Terrain prickliness: theoretical grounds for high complexity viewsheds

TL;DR

This paper introduces the prickliness attribute to measure terrain complexity for viewshed analysis, providing algorithms for its computation and validating its effectiveness on real terrains.

Contribution

It defines prickliness as a new topographic measure and develops optimal algorithms for its computation on different terrain models, enhancing viewshed complexity analysis.

Findings

Prickliness correlates with viewshed complexity.

Algorithms efficiently compute prickliness for various terrain types.
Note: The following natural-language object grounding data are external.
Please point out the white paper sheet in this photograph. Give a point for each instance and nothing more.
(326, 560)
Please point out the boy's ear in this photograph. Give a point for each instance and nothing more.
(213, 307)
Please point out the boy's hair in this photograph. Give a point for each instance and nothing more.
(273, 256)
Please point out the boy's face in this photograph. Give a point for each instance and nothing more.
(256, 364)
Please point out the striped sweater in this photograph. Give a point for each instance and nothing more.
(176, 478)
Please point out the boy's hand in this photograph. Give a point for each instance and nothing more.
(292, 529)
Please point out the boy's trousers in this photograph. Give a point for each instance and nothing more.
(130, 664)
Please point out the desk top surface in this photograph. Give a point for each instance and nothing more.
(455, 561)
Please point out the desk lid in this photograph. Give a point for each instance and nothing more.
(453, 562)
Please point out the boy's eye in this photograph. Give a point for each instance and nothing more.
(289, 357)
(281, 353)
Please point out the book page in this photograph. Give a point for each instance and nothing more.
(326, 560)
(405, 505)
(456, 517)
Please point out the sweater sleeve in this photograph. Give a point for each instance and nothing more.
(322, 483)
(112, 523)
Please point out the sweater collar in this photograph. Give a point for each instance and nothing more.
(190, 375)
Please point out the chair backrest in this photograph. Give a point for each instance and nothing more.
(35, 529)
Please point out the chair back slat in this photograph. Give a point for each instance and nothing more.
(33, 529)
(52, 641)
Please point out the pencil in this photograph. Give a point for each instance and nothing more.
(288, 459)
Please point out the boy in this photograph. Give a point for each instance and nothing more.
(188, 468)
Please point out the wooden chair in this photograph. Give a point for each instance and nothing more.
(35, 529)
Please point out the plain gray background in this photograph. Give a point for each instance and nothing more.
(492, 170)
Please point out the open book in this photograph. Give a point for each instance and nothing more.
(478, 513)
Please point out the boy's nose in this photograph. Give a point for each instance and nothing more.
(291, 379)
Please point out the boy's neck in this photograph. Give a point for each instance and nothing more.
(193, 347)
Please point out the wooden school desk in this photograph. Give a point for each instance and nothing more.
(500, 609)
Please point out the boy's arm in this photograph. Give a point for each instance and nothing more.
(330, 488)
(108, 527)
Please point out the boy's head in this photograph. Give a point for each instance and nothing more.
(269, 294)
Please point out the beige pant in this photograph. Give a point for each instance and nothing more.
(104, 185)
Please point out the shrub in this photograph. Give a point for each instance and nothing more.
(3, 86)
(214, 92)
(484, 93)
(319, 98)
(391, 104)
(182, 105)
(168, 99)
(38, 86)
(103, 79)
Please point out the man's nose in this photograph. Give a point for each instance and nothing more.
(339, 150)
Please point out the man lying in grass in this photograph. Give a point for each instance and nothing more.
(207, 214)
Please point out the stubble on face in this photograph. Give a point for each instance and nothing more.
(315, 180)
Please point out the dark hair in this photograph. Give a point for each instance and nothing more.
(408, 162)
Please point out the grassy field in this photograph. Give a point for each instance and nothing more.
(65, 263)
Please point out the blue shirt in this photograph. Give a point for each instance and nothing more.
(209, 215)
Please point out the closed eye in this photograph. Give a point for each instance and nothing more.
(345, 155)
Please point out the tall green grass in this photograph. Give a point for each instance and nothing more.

Validated on diverse real-world terrains.

Abstract

An important task in terrain analysis is computing \emph{viewsheds}. A viewshed is the union of all the parts of the terrain that are visible from a given viewpoint or set of viewpoints. The complexity of a viewshed can vary significantly depending on the terrain topography and the viewpoint position. In this work we study a new topographic attribute, the \emph{prickliness}, that measures the number of local maxima in a terrain from all possible angles of view. We show that the prickliness effectively captures the potential of 2.5D TIN terrains to have high complexity viewsheds. We present optimal and (under standard assumptions) near-optimal algorithms to compute it for 1.5D and 2.5D TIN terrains, respectively, and efficient approximate algorithms for raster DEMs. We validate the usefulness of the prickliness attribute with experiments in a large set of real terrains.